I lie in this game and hem-stitch my waste
                launch paper ships
never realize the fizz      stringy meat      rusty keys
                stow my dress in the basket
nipple ice and no slip     the contrast is stunning.
                I lie nude in the sun      dogshit on the snow
the consolatory song of corpse in the morgue at my feet
                how she slumped on her steering wheel
knocked her gold tooth loose
                the death of the party.

I never believed platinum days could end in olive oil baldness
                two months of ooze.
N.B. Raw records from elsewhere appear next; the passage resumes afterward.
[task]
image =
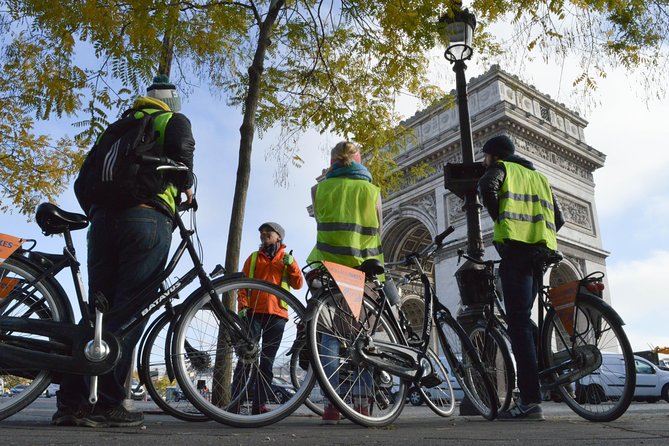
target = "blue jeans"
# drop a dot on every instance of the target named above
(269, 328)
(126, 249)
(520, 286)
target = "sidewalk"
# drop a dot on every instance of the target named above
(644, 424)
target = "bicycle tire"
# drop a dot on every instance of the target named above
(441, 398)
(156, 358)
(38, 301)
(200, 354)
(596, 326)
(296, 375)
(494, 350)
(386, 394)
(468, 368)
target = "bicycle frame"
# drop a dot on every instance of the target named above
(63, 351)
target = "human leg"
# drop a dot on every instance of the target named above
(516, 273)
(272, 333)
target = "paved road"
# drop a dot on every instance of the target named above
(644, 424)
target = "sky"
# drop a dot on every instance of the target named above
(632, 189)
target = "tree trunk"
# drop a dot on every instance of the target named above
(222, 370)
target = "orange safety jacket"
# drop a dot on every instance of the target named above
(270, 270)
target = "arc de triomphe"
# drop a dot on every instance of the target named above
(544, 131)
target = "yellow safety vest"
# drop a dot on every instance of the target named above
(348, 225)
(526, 208)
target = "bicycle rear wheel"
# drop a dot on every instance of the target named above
(362, 393)
(594, 368)
(440, 398)
(466, 365)
(494, 351)
(20, 297)
(220, 375)
(157, 372)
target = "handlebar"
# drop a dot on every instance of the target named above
(461, 254)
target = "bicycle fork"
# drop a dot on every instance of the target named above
(97, 350)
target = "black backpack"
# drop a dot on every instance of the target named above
(112, 175)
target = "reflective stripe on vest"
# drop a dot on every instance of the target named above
(285, 283)
(348, 225)
(526, 210)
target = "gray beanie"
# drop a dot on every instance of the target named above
(501, 146)
(163, 90)
(274, 227)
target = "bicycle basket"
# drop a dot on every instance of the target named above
(562, 299)
(474, 285)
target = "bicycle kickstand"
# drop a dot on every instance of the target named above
(97, 350)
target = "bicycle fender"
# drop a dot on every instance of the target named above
(597, 301)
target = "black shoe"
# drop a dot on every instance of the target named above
(520, 411)
(119, 416)
(77, 417)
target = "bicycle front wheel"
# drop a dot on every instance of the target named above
(593, 363)
(364, 394)
(494, 351)
(466, 365)
(21, 296)
(232, 381)
(157, 372)
(439, 398)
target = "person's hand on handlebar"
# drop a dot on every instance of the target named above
(189, 195)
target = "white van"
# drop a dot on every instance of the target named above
(652, 383)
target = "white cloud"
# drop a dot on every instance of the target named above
(639, 295)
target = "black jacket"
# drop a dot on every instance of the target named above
(179, 146)
(491, 182)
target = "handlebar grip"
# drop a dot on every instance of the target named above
(186, 206)
(440, 238)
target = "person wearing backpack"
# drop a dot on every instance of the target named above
(128, 244)
(266, 314)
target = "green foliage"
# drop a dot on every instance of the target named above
(332, 65)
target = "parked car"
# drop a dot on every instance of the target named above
(652, 382)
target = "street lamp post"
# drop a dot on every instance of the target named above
(459, 27)
(461, 179)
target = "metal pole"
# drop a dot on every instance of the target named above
(472, 205)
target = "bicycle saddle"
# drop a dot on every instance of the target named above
(53, 220)
(371, 267)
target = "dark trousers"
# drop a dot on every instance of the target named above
(520, 286)
(126, 249)
(268, 329)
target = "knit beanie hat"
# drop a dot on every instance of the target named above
(501, 146)
(163, 90)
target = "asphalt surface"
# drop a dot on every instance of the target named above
(643, 424)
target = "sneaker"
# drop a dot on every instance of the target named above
(520, 411)
(330, 415)
(77, 417)
(119, 416)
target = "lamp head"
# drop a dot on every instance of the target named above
(456, 27)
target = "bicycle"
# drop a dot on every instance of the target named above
(380, 356)
(576, 329)
(40, 340)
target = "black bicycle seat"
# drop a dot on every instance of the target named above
(53, 220)
(371, 267)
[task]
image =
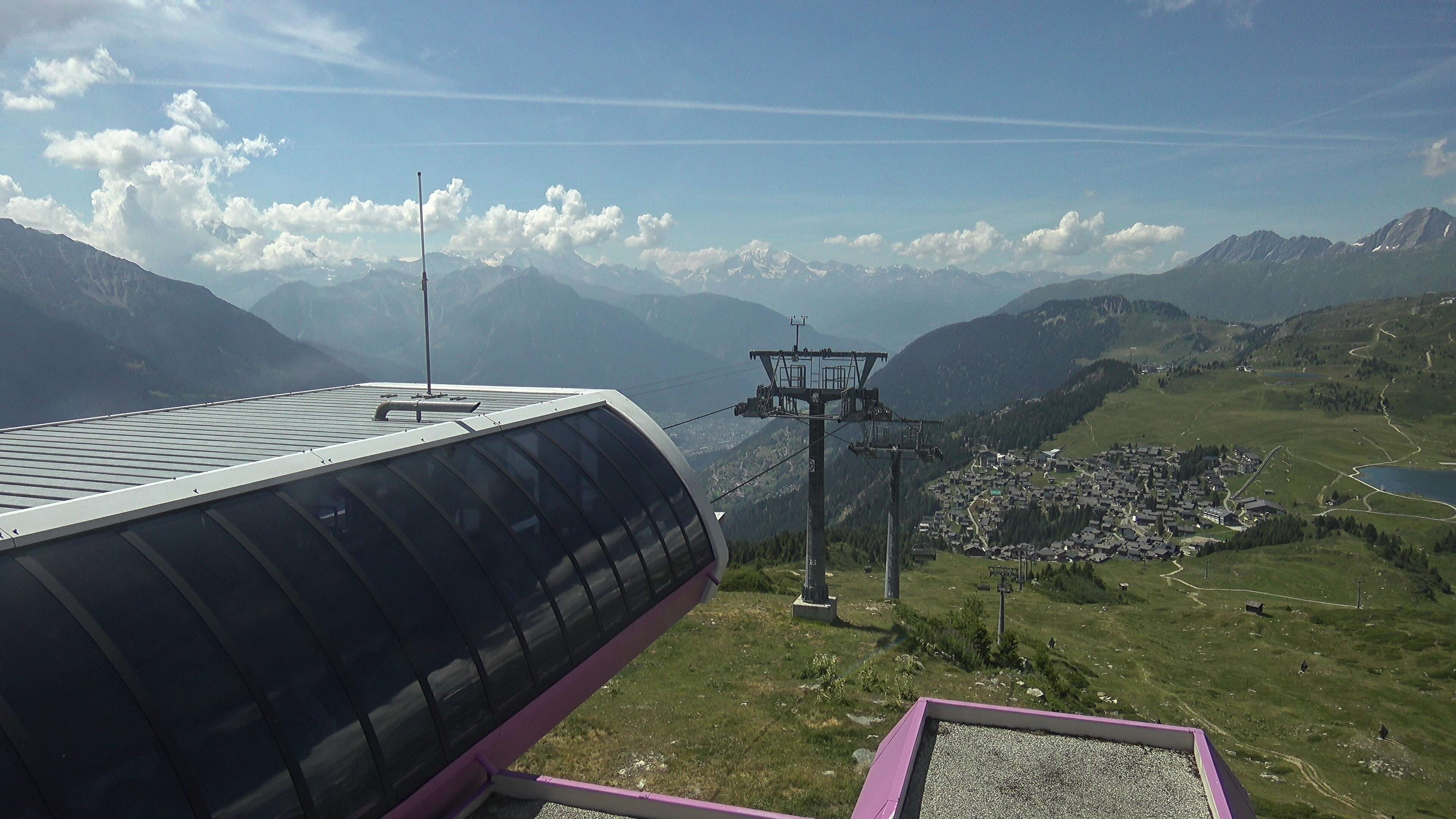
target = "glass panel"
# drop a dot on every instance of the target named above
(433, 642)
(191, 681)
(537, 541)
(622, 497)
(282, 655)
(567, 524)
(647, 489)
(666, 477)
(496, 550)
(469, 605)
(353, 629)
(21, 798)
(596, 511)
(86, 726)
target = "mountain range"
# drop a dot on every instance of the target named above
(1417, 228)
(995, 361)
(1265, 279)
(522, 327)
(88, 333)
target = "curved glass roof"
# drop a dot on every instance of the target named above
(322, 648)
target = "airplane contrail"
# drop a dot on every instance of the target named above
(750, 108)
(777, 142)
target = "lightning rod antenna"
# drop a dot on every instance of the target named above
(424, 280)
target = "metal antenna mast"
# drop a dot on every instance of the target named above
(896, 441)
(816, 378)
(424, 282)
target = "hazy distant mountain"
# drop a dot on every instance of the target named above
(889, 304)
(56, 369)
(135, 339)
(993, 361)
(573, 269)
(245, 288)
(1260, 247)
(728, 328)
(501, 326)
(1409, 257)
(1417, 228)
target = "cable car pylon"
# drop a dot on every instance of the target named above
(896, 439)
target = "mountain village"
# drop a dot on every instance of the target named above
(1139, 502)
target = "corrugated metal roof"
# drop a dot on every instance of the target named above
(69, 460)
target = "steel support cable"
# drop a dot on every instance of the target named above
(701, 417)
(759, 475)
(692, 375)
(691, 382)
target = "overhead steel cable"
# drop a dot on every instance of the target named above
(689, 382)
(701, 417)
(759, 475)
(691, 375)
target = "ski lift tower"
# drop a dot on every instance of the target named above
(899, 439)
(816, 387)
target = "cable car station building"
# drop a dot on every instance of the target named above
(353, 602)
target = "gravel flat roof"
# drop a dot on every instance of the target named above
(1014, 774)
(506, 808)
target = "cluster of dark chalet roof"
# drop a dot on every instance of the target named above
(1132, 490)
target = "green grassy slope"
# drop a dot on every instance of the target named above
(1270, 292)
(719, 709)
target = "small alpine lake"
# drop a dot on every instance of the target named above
(1435, 484)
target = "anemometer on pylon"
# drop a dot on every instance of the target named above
(804, 385)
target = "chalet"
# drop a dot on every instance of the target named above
(1219, 515)
(1261, 508)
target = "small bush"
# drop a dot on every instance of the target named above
(909, 665)
(822, 668)
(871, 679)
(833, 691)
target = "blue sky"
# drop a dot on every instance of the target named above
(1074, 136)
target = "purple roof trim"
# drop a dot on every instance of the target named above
(1228, 792)
(513, 738)
(602, 793)
(894, 761)
(890, 773)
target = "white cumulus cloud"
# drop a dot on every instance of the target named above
(443, 209)
(651, 231)
(28, 102)
(50, 79)
(546, 228)
(1142, 235)
(1438, 161)
(863, 242)
(46, 215)
(1071, 238)
(954, 247)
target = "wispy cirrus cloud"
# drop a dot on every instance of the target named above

I didn’t need mystery
the black and white dots            or The Girl from Missouri
                nothing left but a fish kiss
and my pants don’t fit
                and it’s ok that my weakness is brilliance
I’m just acting whatever you say
                I’m already set to die in this bedroom
eleven phases of white       chokecherry stage
                I was rotting long before Hollywood
a cheaply-cut sapphire       barmaid singing in stripes
                following men with pool cues down to the tornado shelter
eating raw steaks and making them gangsters
                weeping trees, houseflies poetic.

And I was the sunflower             brownette drinking gin
                with that old-fashioned death in my chest
my body barely holding together
                my blood and piss flooding the plains
and they ghostwrote this story but I’m over that too
                I’d swear anytime it was mine.

Note: This poem very loosely uses the life and death of Jean Harlow.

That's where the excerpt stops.